Isso porque a legislação prevê (artigo 15 §1º, III, a, da Lei 9.249/95) as atividades hospitalares como uma exceção à regra aplicável aos prestadores de serviços, disciplinando que para este tipo de atividade a base de cálculo será determinada mediante a aplicação do percentual de 8% para o IRPJ e de 12% para a CSLL (ao invés de 32% para ambos os tributos).

Como se vê, trata-se de uma redução significativa na carga tributária, razão pela qual existe uma disputa histórica entre a Receita Federal e os contribuintes para gozo dessa benesse legal.

Pois bem. Para que se enquadre na referida exceção à regra, a legislação determina como requisitos necessários, que a entidade preste “serviços hospitalares”, seja “organizada sob a forma de sociedade empresária” e que “atenda às normas da Agência Nacional de Vigilância Sanitária (Anvisa)”.
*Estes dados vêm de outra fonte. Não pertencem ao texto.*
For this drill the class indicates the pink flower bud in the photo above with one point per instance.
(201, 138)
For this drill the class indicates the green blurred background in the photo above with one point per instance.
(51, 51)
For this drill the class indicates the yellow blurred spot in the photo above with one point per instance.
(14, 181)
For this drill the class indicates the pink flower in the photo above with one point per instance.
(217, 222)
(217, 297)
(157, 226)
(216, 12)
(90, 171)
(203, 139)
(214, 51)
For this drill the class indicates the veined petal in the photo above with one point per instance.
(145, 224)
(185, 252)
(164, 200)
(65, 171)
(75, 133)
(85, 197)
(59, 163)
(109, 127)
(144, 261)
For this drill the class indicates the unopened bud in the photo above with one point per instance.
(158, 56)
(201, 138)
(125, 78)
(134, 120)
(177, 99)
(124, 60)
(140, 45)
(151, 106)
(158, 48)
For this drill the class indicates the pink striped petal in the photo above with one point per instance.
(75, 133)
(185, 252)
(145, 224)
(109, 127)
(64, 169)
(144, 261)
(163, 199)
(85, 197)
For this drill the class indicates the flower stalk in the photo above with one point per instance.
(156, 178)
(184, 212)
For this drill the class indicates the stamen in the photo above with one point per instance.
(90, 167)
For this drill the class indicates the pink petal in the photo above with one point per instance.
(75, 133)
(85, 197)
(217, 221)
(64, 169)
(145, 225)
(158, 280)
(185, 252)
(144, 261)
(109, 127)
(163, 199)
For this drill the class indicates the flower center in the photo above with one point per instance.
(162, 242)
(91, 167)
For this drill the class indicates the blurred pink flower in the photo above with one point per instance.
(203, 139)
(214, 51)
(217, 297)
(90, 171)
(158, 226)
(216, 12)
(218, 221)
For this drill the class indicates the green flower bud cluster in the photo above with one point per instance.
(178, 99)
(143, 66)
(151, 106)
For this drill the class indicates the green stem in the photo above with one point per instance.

Em razão de recentes decisões da Câmara Superior de Recursos Fiscais, que analisaram a (des)necessidade do registro como sociedade empresária na Junta Comercial para fins de fruição do coeficiente reduzido, o presente artigo voltará a análise na precisa compreensão do termo “organizada sob a forma de sociedade empresária”.

Como se sabe, o Direito Tributário quando se utiliza de institutos de Direito Privado atua como “direito de sobreposição”, uma vez que opera sobre relações jurídicas constituídas sob a égide de normas já reguladas pelo Direito.

Nesse caso, cabe ao Direito Tributário a definição dos efeitos tributários dos acontecimentos regulados pelos demais ramos do Direito, sobretudo do Direito Privado.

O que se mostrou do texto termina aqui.